The first time I heard Jens Lekman was when I watched WHipp IT - I remeber immediately looking up the movies soundtrack and BAM I became a fan.
Becoming a fan is a rare occasion for me. I tend to be quite a fan of all of my friends; just not so often a fan of a famous strangers.. haha. I was so excited when I found out Jens was going to playing a set in Bloomington, IN the night before his birthday! I immediately bought tickets for me and my friend RON to go. The show was sold out at the Bishop 05/02/18. His set went past midnight and i felt so excited to share a space with him on his birhtday. I had made a birthday card in prepartation for the night and in it pointed out that he and I both had single digit, even numbered birthdays in the month of February. So cool. I got a hug, gave him his card, and stole the poster taped to the front window of the venue as RON and I stepped out into the still streets of the night. Unknown to us, it had started to snow while we were packed into the small, sweaty, dark venue... It was as if we had stepped outside into a cold glittering magic world. I felt so full of life, I could have flown! *RON wasn’t 21 yet, so the only place we could go to get food was this dodgey pizza place. (We walked to it.) We drove back to our University in Kentucky and called it a great night.
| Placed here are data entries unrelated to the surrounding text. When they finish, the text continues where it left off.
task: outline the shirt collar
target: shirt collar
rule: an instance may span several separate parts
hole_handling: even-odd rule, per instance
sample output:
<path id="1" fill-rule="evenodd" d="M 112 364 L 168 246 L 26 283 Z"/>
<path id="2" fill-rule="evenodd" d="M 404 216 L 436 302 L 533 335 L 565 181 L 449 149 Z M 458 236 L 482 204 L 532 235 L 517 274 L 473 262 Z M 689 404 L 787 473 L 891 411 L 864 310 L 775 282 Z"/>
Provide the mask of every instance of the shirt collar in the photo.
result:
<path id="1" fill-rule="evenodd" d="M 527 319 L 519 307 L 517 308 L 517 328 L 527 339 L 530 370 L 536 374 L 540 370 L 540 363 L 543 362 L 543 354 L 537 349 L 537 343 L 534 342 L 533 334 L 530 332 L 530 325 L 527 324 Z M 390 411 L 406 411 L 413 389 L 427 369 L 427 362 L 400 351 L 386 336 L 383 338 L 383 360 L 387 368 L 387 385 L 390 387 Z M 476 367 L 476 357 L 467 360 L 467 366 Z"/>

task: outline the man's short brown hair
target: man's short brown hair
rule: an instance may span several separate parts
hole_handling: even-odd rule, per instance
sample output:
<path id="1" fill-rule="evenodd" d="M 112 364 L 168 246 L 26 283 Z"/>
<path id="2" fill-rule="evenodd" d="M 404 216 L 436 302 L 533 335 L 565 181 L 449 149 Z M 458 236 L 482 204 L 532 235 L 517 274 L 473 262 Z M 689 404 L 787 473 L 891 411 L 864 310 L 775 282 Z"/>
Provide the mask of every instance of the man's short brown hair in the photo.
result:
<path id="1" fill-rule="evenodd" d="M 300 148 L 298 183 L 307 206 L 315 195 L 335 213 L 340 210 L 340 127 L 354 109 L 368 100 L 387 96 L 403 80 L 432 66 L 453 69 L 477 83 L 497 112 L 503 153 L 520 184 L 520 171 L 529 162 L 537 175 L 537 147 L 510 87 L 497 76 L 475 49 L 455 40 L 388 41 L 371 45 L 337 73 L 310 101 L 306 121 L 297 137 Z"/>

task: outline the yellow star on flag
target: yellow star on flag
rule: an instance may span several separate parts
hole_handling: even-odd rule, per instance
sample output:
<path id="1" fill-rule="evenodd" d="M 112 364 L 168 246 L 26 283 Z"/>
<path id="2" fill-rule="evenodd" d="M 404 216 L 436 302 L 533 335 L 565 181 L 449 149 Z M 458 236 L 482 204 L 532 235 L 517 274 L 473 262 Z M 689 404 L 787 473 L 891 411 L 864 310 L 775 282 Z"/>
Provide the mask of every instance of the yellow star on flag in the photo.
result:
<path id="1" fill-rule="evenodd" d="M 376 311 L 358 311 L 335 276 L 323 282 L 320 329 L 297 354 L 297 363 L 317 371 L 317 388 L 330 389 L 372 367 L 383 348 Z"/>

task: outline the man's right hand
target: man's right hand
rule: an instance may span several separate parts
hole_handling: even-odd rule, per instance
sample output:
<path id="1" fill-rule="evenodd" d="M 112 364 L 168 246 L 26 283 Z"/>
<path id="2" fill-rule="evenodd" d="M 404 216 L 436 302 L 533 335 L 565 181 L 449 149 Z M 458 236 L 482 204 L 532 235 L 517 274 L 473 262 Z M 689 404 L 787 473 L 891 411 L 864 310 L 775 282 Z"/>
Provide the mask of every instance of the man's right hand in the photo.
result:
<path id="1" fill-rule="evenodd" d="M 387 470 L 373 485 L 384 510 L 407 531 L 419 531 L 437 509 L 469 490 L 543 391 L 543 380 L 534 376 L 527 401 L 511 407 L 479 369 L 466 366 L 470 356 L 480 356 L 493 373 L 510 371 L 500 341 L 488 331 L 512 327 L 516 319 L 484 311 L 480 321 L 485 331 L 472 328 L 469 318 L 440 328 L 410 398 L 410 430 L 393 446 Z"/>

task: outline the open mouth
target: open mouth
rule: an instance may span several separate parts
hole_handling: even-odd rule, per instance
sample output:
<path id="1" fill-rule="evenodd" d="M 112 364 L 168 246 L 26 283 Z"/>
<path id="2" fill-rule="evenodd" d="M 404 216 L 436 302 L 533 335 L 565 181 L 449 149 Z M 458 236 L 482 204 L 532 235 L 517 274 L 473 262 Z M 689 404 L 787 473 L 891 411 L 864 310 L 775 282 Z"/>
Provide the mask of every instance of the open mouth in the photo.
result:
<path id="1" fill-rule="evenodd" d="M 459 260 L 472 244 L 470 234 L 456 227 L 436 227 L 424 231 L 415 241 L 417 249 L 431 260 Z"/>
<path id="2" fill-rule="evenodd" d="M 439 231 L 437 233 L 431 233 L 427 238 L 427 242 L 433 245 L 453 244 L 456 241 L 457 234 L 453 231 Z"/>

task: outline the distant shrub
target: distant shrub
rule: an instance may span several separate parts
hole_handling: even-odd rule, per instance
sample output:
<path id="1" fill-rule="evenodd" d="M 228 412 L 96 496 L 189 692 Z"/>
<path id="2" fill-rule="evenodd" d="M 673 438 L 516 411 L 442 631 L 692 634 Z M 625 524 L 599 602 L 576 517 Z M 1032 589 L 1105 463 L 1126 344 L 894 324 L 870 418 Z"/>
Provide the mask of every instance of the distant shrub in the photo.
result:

“maybe Baby” by Bark Bark Disco was playing on the F.M. radio.
So... my first small talk is about Jens Lekman... I suppose. Seems appropriate to me. This website is technically “public” right now even as I type these words. However, I haven’t told anyone about it yet, so this small talk is just for me for now. And it will be for you, as soon I let you know that such a place as this exisists on the world of the web.